Overwriting babyweight/trainer/task.py


In the same way we can write to the file `model.py` the model that we developed in the previous notebooks. 

#### **Exercise 2**

Complete the TODOs in the code cell below to create out `model.py`. We'll use the code we wrote for the Wide & Deep model. Look back at your `3_tensorflow_wide_deep` notebook and copy/paste the necessary code from that notebook into its place in the cell below.

In [106]:
%%writefile babyweight/trainer/model.py
import shutil
import numpy as np
import tensorflow as tf

tf.logging.set_verbosity(tf.logging.INFO)

BUCKET = None  # set from task.py
PATTERN = "of" # gets all files

# Determine CSV and label columns
CSV_COLUMNS = 'weight_pounds,is_male,mother_age,mother_race,father_race,cigarette_use,mother_married,ever_born,plurality,weight_gain_pounds,gestation_weeks'.split(',')
LABEL_COLUMN = 'weight_pounds'

# Set default values for each CSV column
CSV_DEFAULTS = [[0.0], ['Unknown'], [0], ['0'], ['0'], ['False'], ['True'], ['1'], ['Single(1)'], [30], [0]]

# Define some hyperparameters
TRAIN_STEPS = 10000
EVAL_STEPS = None
BATCH_SIZE = 512
NEMBEDS = 3
NNSIZE = [64, 16, 4]
#NTREES = 100
#MAXDEPTH = 6


def decode_csv(line_of_text):
    fields = tf.decode_csv(records = line_of_text, record_defaults = CSV_DEFAULTS, na_value='None')
    features = dict(zip(CSV_COLUMNS, fields))
    features['mother_race'] = tf.cast(features['mother_race'], 'string')
    features['father_race'] = tf.cast(features['father_race'], 'string')
    features['plurality'] = tf.cast(features['plurality'], 'string')
    features['weight_gain_pounds'] = tf.cast(features['weight_gain_pounds'], 'int32')
    if (features['weight_gain_pounds'] == 99):
        features['weight_gain_pounds'] = 30
    label = features.pop(LABEL_COLUMN) # remove label from features and store
    return features, label

# Create an input function reading a file using the Dataset API
# Then provide the results to the Estimator API
def read_dataset(filename_pattern, mode, batch_size = 512):
    def _input_fn():
    
        path_to_files = 'gs://qwiklabs-gcp-636667ae83e902b6_al/babyweight/preproc/'
        # Create list of files that match pattern.  Does support internal wildcarding e.g. "babyweight*.csv"
        file_list = tf.gfile.Glob(path_to_files + filename_pattern + "*" + PATTERN + "*")
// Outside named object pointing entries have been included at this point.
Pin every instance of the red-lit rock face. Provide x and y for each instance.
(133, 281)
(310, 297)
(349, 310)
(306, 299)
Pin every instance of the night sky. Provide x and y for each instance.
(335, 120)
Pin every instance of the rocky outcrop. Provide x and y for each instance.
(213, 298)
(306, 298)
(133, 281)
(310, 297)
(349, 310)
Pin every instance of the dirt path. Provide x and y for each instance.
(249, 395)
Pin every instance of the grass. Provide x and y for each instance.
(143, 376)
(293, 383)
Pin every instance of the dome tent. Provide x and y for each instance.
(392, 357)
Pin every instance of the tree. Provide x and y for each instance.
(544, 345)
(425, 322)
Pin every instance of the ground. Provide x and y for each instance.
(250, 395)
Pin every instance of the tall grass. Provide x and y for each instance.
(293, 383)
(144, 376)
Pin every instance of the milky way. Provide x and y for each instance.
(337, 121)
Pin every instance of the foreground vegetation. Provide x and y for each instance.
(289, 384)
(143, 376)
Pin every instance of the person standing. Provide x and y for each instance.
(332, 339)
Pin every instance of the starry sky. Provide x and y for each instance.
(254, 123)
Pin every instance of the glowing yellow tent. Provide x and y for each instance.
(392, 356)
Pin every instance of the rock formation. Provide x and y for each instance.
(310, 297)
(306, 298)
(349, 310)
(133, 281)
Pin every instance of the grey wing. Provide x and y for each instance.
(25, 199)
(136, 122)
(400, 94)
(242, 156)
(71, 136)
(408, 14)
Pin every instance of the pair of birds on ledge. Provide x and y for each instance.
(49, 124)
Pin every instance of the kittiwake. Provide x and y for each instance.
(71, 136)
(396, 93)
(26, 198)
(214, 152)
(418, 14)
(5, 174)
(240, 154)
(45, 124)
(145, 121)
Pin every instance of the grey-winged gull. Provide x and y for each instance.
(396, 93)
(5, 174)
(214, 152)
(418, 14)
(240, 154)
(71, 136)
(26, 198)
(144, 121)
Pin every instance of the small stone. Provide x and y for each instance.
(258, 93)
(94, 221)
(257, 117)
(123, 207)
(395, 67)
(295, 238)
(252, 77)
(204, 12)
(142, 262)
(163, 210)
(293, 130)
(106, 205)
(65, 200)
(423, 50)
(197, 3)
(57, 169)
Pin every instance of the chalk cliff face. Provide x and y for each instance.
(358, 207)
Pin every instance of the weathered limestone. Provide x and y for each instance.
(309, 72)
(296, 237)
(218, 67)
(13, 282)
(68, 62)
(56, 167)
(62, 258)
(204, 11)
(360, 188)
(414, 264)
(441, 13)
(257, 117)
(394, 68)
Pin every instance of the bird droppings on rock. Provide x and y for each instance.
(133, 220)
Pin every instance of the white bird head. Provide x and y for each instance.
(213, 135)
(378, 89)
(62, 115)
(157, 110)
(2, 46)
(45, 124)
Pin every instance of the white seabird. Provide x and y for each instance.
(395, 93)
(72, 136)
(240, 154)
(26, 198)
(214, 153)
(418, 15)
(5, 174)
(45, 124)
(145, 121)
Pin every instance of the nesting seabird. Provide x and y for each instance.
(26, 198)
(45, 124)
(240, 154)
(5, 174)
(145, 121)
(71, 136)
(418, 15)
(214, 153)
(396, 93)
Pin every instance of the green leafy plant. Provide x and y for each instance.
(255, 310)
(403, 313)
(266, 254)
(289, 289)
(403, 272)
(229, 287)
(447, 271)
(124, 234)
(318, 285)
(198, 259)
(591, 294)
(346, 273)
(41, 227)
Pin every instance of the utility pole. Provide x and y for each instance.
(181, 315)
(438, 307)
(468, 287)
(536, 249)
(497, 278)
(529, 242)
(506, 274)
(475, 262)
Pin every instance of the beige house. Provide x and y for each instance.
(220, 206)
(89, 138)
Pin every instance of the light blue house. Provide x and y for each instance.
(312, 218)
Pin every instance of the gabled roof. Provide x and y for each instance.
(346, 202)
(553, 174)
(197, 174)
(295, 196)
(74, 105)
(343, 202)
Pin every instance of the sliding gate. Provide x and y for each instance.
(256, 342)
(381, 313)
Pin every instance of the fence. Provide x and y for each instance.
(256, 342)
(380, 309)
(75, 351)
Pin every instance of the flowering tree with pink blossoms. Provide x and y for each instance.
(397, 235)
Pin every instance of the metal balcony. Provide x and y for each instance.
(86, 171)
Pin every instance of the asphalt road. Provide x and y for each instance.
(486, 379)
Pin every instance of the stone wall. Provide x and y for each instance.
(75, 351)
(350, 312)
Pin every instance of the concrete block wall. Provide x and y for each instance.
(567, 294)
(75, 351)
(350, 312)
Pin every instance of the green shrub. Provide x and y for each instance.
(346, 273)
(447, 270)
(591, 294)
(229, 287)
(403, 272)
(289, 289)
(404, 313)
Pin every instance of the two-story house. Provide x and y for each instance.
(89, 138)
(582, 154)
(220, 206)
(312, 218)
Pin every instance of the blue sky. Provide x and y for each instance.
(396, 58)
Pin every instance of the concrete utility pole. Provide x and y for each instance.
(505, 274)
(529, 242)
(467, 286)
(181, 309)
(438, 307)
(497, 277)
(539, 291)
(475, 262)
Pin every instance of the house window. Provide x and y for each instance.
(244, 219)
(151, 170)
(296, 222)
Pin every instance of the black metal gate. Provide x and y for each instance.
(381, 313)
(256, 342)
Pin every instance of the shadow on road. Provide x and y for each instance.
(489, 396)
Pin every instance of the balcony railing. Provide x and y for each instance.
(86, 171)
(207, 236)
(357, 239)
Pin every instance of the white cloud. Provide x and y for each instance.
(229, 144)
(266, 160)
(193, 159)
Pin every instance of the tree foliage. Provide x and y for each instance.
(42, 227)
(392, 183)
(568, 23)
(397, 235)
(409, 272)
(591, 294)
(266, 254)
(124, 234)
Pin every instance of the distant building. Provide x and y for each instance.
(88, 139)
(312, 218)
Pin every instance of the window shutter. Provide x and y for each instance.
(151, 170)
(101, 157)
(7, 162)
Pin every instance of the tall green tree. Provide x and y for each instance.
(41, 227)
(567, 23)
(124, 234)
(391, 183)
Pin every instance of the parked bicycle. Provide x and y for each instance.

        print(filename_pattern)
        print(file_list)
        # Create dataset from file list
        dataset = tf.data.TextLineDataset(filenames = file_list).skip(count = 1)
        dataset = dataset.map(map_func = decode_csv)

        # In training mode, shuffle the dataset and repeat indefinitely
        if mode == tf.estimator.ModeKeys.TRAIN:
            dataset = dataset.shuffle(buffer_size = 10 * batch_size)
            num_epochs = None 
        else:
            num_epochs = 1 

        dataset = dataset.repeat(count = num_epochs).batch(batch_size = batch_size)
        return dataset

        # This will now return batches of features, label
        return dataset
    return _input_fn

# Define feature columns
def get_categorical(name, values):
    return tf.feature_column.indicator_column(tf.feature_column.categorical_column_with_vocabulary_list(key=name, vocabulary_list=values))

    
num_cols = ['mother_age', 'gestation_weeks', 'weight_gain_pounds']
cat_cols = ['is_male', 'mother_race', 'father_race', 'cigarette_use', 'mother_married', 'plurality', 'ever_born']


cat_vocab = {
            'is_male': ['True', 'False', 'Unknown'], 
             'cigarette_use': ['True', 'False', 'None'], 
             'mother_married': ['True', 'False'], 
             'mother_race': ['1', '7', '2', '0', '3', '18', '28', '5', '48', '4', '68', '9', '78',
        '6', '38', '58'], 
             'father_race': ['1', '7', '2', '0', '3', '18', '28', '5', '48', '4', '68', '9', '78',
        '6', '38', '58'], 
             'plurality': ['Single(1)', 'Twins(2)', 'Multiple(2+)', 'Triplets(3)',
       'Quintuplets(5)', 'Quadruplets(4)'] ,
              'ever_born': ['1', '2', '3', '4', '5']
            }

def get_cols(num_cols, cat_cols, cat_vocab):
    all_cols = []
    for col in num_cols:
        all_cols.append(tf.feature_column.numeric_column(key = col))
    for col in cat_cols:
        all_cols.append(get_categorical(col, cat_vocab[col]))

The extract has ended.